Gomorra est le cri de Roberto Saviano pour sa terre natale. Ce cri à cause duquel depuis plus de dix ans, cet homme est sous protection judiciaire étant menacé de mort. Originaire de Naples, il a côtoyé la camorra, cette mafia sicilienne, et il nous en offre, dans cet écrit édifiant et audacieux, une idée extrêmement précise et détaillée.

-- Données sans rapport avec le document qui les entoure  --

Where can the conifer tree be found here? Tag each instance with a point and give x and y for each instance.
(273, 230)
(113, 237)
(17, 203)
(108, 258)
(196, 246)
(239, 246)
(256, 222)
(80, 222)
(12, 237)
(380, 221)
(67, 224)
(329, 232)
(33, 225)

Tel un bateau voulant accoster, dans ce témoignage, nous entrons dans Naples par son port et dès le départ, le ton est donné. Notre première vision de Naples est celle d'une terre battue par les ordures où « des années de déchets poussés vers la rive par les marées ont formé une nouvelle couche », où déjections et hydrocarbures maculent le sol…Bienvenue à Naples…Naples et ses zones moribondes, ses ateliers clandestins, son capitalisme intégriste, son ambiance délétère, ses relations sociales, décrites avec minutie dans ce témoignage. Dans cette ville règne en maître la Camorra selon une structuration et une hiérarchie quasi féodale. Roberto Saviano en décortique le mode de fonctionnement, les codes, les affaires, son imbrication avec le monde économique officiel, ses relations sociales. Sa mainmise sur toute une région.

La Camorra est un mot de flics, celui de Système est préféré par ses membres. C'est un mécanisme plutôt qu'une structure. L'organisation criminelle repose directement sur l'économie. le Système détient tout le secteur du textile, Naples étant le centre de production, articulé autour de la puissance économique des différents clans. Ils sont à la base de la contrefaçon des plus grandes marques italiennes, mais de la contrefaçon de qualité. C'est un réseau économique extrêmement organisé qui se base sur des centaines d'entreprises et des milliers de travailleurs et de patrons. L'influence économique et donc politique et sociale de la Camorra régit la région. Il faut savoir que c'est l'organisation criminelle la plus importante d'Europe par le nombre d'affiliés. Plus importante que la mafia sicilienne (Cosa Nostra) ou la ‘Ndrangheta de la Calabre.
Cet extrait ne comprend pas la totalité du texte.